La grève générale en Grèce contre le plan d'austérité draconien a dégénéré en violences qui ont fait au moins trois morts mercredi, renforçant l'inquiétude des Bourses mondiales qui chutaient sur fond de crainte d'une contagion de la crise.

Le président grec Carolos Papoulias a même averti que son pays était «au bord du gouffre» après ces violences meurtrières, survenues en marge d'une manifestation contre les mesures d'austérité, qui a rassemblé environ 30 000 personnes à Athènes selon la police, plus selon les organisateurs.

«Nous avons tous la responsabilité de ne pas faire le pas de trop, qui nous précipiterait dans le vide», ajouté le chef de l'État.

Des groupes de jeunes s'en sont pris aux forces de l'ordre et à des magasins et des banques du centre-ville. Un immeuble abritant une agence bancaire a été incendié à coups de cocktails molotov, coinçant une vingtaine de personnes à l'intérieur. Au moins trois d'entre elles, deux femmes et un homme, ont péri dans les flammes, a annoncé la police.

Deux bâtiments administratifs du centre d'Athènes ont également été incendiés, et des incidents ont aussi eu lieu à Salonique (Nord), deuxième ville du pays, où 20 000 personnes ont défilé, selon la police.

«Ce n'est que le début d'une grande guerre, lançait une manifestante, Hélène, bandeau rouge autour de la tête. Le gouvernement ne va pas reculer avec une seule journée de grève», a renchéri Jim Zach, comptable dans la fonction publique.

Le premier ministre Georges Papandréou a dénoncé un «brutal acte meurtrier», défendant une fois de plus les «décisions difficiles et responsables» prises «pour sauver le pays».

Les manifestations visaient à dénoncer le train de mesures - baisse de salaires et retraites, et hausses de taxes notamment - adopté par le gouvernement socialiste pour obtenir 110 milliards d'aide des seize pays de la zone euro (80 milliards) et du FMI (30 milliards) afin de sauver de la faillite le pays étranglé par une dette colossale.

Les députés belges ont à cet égard adopté mercredi un projet de loi qui autorise la Belgique à prendre part au plan européen d'aide à la Grèce, en prêtant environ un milliard d'euros la première année.

C'est dans ce contexte que le vice-président américain Joe Biden a quitté mercredi Washington pour l'Europe, où il doit prononcer un important discours à Bruxelles.

La situation grecque est surveillée de très près, car nombre d'autres pays, notamment dans la zone euro, ont laissé filer les déficits publics depuis 2008 pour faire face à la crise économique mondiale.

Les conséquences possibles des violences sur le plan de rigueur et la crainte persistante d'une contagion à d'autres pays européens plombait toujours les places financières, d'autant que l'agence de notation Moody's a annoncé mercredi qu'elle envisageait d'abaisser la note du Portugal.

La Bourse d'Athènes a plongé de 3,91%, celle de Madrid de 2,27%, l'Espagne étant considérée par les marchés comme le prochain maillon faible. Londres (-1,28%), Paris (-1,44%) ou Francfort (-0,81%) ont fait pâle figure, entraînant Wall Street qui a ouvert en baisse.

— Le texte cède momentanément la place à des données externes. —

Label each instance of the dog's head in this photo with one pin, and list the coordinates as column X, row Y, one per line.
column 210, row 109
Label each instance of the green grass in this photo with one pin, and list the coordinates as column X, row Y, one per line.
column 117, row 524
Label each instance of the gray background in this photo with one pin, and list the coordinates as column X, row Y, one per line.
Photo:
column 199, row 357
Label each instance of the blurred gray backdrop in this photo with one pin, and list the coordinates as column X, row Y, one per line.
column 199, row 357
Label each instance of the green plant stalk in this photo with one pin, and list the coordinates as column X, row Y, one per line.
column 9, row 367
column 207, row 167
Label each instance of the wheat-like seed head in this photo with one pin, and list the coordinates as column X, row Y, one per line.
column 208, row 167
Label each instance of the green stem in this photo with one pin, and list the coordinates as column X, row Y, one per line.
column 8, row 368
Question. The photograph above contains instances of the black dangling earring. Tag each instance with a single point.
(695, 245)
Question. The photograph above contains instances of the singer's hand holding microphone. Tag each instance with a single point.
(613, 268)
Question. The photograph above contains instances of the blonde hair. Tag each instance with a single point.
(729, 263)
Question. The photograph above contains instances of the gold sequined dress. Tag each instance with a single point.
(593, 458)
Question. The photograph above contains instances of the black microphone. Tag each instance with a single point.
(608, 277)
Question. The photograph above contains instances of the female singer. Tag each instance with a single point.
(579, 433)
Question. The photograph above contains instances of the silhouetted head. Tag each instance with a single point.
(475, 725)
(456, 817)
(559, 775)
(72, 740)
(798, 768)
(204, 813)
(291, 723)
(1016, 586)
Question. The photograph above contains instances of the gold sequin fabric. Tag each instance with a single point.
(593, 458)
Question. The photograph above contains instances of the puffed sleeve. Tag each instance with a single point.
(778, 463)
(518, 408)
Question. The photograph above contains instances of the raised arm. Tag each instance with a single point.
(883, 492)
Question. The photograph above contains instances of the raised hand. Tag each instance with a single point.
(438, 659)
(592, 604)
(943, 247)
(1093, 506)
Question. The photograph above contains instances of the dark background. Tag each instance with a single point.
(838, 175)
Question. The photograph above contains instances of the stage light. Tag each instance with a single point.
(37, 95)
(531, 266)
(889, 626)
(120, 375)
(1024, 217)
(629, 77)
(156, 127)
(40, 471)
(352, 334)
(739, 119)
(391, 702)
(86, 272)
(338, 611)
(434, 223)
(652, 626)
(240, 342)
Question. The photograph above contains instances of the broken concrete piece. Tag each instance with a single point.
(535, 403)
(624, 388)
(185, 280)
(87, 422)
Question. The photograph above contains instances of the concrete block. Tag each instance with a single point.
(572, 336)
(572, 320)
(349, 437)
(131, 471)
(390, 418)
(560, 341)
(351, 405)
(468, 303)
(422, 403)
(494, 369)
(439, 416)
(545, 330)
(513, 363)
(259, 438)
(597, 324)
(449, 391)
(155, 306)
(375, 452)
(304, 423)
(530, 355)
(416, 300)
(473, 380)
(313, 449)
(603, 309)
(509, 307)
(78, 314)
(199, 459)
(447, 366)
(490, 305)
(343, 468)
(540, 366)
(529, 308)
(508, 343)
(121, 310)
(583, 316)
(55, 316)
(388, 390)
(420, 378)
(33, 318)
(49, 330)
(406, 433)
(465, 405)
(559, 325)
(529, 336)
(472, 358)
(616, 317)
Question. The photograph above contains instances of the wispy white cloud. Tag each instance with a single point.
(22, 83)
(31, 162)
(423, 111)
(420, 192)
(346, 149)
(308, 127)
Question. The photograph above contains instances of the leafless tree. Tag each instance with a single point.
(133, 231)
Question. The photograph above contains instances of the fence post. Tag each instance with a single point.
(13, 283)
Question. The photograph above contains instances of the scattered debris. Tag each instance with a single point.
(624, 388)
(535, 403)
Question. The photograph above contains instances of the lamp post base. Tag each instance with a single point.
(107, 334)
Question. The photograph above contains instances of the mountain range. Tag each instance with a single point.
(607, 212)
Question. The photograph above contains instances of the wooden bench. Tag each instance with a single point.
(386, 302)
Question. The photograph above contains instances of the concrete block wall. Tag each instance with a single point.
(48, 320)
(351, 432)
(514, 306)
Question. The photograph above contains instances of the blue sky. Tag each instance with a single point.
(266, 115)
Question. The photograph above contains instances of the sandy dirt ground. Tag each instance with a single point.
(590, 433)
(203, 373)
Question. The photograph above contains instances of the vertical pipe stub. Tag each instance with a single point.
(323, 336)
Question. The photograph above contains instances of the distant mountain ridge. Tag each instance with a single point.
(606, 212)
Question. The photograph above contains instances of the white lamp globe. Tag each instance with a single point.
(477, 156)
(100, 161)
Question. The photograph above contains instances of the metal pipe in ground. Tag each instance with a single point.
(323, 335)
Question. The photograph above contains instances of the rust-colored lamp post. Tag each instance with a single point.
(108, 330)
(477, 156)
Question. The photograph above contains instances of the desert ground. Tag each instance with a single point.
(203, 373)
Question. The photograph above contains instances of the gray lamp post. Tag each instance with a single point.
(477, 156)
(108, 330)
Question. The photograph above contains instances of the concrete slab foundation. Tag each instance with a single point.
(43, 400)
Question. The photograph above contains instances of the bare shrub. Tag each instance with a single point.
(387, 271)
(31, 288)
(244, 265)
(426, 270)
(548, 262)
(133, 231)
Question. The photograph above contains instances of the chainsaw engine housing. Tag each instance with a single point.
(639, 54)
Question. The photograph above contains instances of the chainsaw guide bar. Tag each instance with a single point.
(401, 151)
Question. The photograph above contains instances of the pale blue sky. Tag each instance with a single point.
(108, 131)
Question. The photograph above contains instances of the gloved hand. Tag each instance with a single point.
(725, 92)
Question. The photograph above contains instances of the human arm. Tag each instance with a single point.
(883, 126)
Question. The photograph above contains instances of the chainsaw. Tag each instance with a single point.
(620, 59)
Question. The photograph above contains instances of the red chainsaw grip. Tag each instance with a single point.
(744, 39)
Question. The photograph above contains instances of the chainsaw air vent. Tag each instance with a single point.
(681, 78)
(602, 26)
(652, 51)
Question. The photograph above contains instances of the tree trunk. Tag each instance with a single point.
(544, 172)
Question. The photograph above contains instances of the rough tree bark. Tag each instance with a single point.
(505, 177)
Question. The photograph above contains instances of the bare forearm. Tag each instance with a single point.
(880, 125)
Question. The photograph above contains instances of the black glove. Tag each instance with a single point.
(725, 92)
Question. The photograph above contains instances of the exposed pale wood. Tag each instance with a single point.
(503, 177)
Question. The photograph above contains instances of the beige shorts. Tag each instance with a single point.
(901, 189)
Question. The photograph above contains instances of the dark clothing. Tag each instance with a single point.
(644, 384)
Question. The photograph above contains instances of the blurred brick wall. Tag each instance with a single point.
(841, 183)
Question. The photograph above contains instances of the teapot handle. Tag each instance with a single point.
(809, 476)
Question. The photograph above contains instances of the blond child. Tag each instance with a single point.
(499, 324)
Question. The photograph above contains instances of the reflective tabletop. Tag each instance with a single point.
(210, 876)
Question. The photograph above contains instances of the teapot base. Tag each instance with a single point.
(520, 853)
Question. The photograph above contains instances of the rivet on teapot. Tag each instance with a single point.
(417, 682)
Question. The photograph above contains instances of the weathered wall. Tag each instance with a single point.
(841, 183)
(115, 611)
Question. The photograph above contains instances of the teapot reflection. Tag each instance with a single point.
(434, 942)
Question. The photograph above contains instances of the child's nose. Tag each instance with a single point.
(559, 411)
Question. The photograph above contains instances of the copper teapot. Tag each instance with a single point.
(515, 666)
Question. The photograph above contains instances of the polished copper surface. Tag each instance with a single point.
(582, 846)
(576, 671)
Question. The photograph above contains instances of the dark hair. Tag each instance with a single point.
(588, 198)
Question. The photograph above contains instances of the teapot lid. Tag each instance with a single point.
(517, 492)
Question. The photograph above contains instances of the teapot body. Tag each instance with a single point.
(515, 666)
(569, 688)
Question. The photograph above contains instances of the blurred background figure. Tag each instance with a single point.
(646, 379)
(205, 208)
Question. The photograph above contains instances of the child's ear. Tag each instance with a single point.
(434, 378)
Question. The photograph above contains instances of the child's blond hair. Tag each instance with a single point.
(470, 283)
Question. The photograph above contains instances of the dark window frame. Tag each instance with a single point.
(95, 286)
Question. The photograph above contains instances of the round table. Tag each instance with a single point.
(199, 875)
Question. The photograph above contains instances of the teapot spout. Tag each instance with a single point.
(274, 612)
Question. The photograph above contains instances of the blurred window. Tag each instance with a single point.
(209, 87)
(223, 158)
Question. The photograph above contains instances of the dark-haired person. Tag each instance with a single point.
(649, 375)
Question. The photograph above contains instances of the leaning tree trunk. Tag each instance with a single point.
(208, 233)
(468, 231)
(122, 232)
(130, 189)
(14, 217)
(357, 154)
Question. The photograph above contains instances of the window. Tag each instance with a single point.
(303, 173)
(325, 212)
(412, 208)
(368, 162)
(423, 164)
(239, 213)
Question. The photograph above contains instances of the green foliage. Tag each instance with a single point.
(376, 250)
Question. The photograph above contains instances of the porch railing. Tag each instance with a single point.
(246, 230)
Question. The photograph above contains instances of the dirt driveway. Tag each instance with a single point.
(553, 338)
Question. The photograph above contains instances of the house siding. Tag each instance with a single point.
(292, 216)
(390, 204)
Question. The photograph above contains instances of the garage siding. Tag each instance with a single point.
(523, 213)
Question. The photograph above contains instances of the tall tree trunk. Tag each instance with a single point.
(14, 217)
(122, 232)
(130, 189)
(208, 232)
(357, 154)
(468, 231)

L'euro, lui, poursuivait sa descente aux enfers, sous les 1,29 pour un dollar, au plus bas depuis mars 2009.

Le premier ministre français François Fillon a toutefois assuré que «l'attaque spéculative» contre l'euro allait «échouer» et que la zone euro était «solide».

Quant au commissaire européen aux Affaires économiques, Olli Rehn, il a voulu rassurer sur le sort de l'Espagne, affirmant que Madrid n'avait pas besoin d'une aide similaire à celle accordée la Grèce.

Le chef de file des ministres des Finances de la zone euro, le Luxembourgeois Jean-Claude Juncker, a lui aussi écarté tout risque de «contagion», tout comme l'idée d'un éclatement de la zone euro.

Le chef du gouvernement socialiste espagnol, José Luis Rodriguez Zapatero, a de son côté promis que Madrid respecterait «strictement» son plan de réduction des déficits publics à 3% du PIB en 2013, contre 11,2% actuellement.

Face à la tornade financière, de nombreuses voix ont appelé à davantage de discipline dans les pays de la zone euro.

La chancelière allemande Angela Merkel, qui a longtemps traîné des pieds sur l'aide à la Grèce, a ainsi demandé le renforcement du Pacte de stabilité de l'UE, censé notamment limiter les déficits publics, et plaidé pour une «procédure de défaut de paiement organisé» pour les États de la zone euro.

La Commission européenne s'est dite favorable à un tel «renforcement» et des réformes en ce sens devraient être discutées au sommet extraordinaire des dirigeants de la zone euro vendredi à Bruxelles.